A força brutal dos imortais da Akatsuki
Hidan, vindo do extinto Vilarejo do Vapor, abraçou a fé de Jashin e ganhou imortalidade. Com uma foice de três lâminas, bastava um arranhão para transformar a própria dor em dano refletido no alvo em seu ritual sangrento. Até Kakashi teve dificuldade em acompanhá-lo com o Sharingan ativo.
Kakuzu, o veterano da Cachoeira que tentou matar Hashirama Senju, sobreviveu roubando corações alheios. Suas linhas negras permitiam usar todos os cinco elementos de chakra e criar máscaras monstruosas que disparavam jutsus à distância. Mesmo cercado por Kakashi, Ino e Chōji, ele quase venceu, só ruindo quando Hidan destruiu sem querer seu coração principal.
Jinchūriki, kekkei genkai raros e o legado de Orochimaru
Jūgo, originário das proximidades da Caverna Ryūchi, absorve energia natural instintivamente, entrando numa versão imperfeita do Modo Sábio. No auge da fúria, transforma o corpo em canhões de energia, lâminas ou escudos, resistindo até ao manto elétrico do Quarto Raikage.
Imagem: Divulgação
Kimimaro, último do clã Kaguya, manipulava a própria estrutura óssea com o Shikotsumyaku. Mesmo doente, derrotou dezenas de clones de Naruto e quase matou Gaara, erguendo uma floresta de ossos e assumindo forma reptiliana com o Selo Amaldiçoado nível 2.
Fū, jinchūriki de Chōmei na Vila da Cachoeira, podia cegar adversários com pó luminoso e criar teias adesivas. Liberando duas caudas para formar asas, ganhava velocidade aérea e força bruta. Um único Bijū Dama seria suficiente para apagar um vilarejo menor do mapa.

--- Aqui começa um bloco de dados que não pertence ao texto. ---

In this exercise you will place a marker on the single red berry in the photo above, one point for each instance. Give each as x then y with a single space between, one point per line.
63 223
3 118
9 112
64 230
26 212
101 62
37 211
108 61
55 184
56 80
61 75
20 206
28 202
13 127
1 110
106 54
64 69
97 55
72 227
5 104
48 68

Poder absoluto do Rinnegan e a chuva de papéis explosivos
Konan, órfã treinada por Jiraiya, dominou a técnica Dança do Shikigami: convertia chakra em papel, moldando lâminas, árvores ou até um lago inteiro. Contra Obito, preparou seiscentos bilhões de selos explosivos e só não venceu por causa do Izanagi.
Nagato, outro pupilo de Jiraiya, dividiu o Rinnegan em seis corpos para formar o célebre Pain. Com o Caminho Deva, varreu Konoha em segundos, repelindo e atraindo matéria ao bel-prazer. Quando reanimado na Quarta Guerra, superou Killer B e Naruto (Manto Nove-Caudas) simultaneamente, sendo parado apenas por Itachi e seu Susanoo.
Vale a pena rever esses confrontos?
As batalhas protagonizadas por esses shinobi mais poderosos continuam entre os pontos altos de Naruto, mostrando que a verdadeira ameaça muitas vezes vem de fora do eixo das grandes nações. Revisitar esses episódios é redescobrir estratégias criativas, lutas intensas e personagens que redefiniram o conceito de poder no mundo ninja.